I don't know why they do that. Instead, it would be much better if you learned one or two subjects really well and then branch out from there, right? I think...

U.S. schools would be much better off if they focused on teaching students simply how to read well and write well and rudimentary mathematics. Get that down for the first eight years. Make sure they're really good at that. Right. And then introduce a subject. Right. One at a time. One at a time. Get good at that. Right. How much...

How much do you remember from high school chemistry? I mean, I barely remember anything, right? Not much at all. Right. Not much at all. Really a waste of how many hours of my life. Yeah. Right. There are lots of stuff. And college too. Like you don't really get a chance to learn much. And ultimately it's wasted time. Learn one thing well, then you can learn anything well. What is the process for learning?

Is there a process? Well, I think, yes, there is. How do we learn? Right. So that's such a good question. I wrote a book, wow, 25 years ago.

Called what smart students know and I I did the following I I realized that by the way, I'm not plugging the book I am NOT absolutely not because I can summarize it now and I wish I had the time to rewrite the book But what I did was this no one ever shows us how to learn ever Nowhere in school. For example, imagine Shane in French class French 101 your first French class your teacher said

Everyone, you're going to have to learn a lot of vocabulary in this class. So before I teach you any words, I'm going to teach you a way to remember vocabulary. They never do that. They just go, we're going to have a quiz on these 30 words on Monday. Good luck. Right. But they don't teach us how to learn, actually, or remember things. Like, for example, they don't tell students, if you want to remember anything, create a picture, a pattern, a story, or a rhyme out of it. All mnemonics come back to picture, pattern, story, or rhyme.

but they don't tell us that. So we struggle. We create flashcards, which are totally ineffective. And we keep rereading our notes.

So I wrote what smart students know. I gave students a page from a geology textbook, like a sample page. And I spent the next 200 pages showing how to actually what it would mean to learn that. Like I actually. That's amazing. It's really cool, right? I mean, not that you would do that depth, but like, what does it mean to learn that page of information? Like, here's everything that you would actually need to do.
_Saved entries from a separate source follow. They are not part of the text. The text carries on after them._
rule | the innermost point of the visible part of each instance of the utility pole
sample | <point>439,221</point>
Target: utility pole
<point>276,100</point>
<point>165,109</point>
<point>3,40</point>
By the way, if I told you all the steps it would take you to tie your shoe, it'd be much harder than just watch this, right? So the secret to learning anything is this, anything. I'm glad you asked that question, rehearsing. If you want to get good at football, play football. If you want to get good at playing the guitar, play the guitar. If you want to get good at chess, you've got to play chess. Now you want to break that down to certain skills and rehearse each one of them.

So you see people playing pickup basketball or tennis, and they haven't broken it down to skills, and they're just out there playing, right? You want to break the domain down to subskills and then rehearse each one. Now, the reason I use rehearse is you want to do exactly what you would do in the actual game, right? So for example, if you want to get good at taking tests, you have to take tests, which is to say the following. Let's deconstruct that.

So, I'm going to, in the next two minutes, summarize everything there is to know about learning a subject. And it's this: You rehearse whatever you are required to do on the test. So think about a test. On a test, you are asked questions you've never seen before.

and you have to search your memory for the relevant information, right? So step one, read the question. Step two, search brain for relevant information. Step three, collate that information into an answer, right answer.

you have to rehearse each one of those steps to do well in those subjects. So what that means is you need the way to prepare for a test. I hate the word prepare or study because here's what most people mean by the word prepare for or study for a test. Reread my notes. If you think back to when you were in high school and college, I looked at most students and what they would do is they would highlight their textbooks and take lots of notes and then reread their highlightings and reread their notes.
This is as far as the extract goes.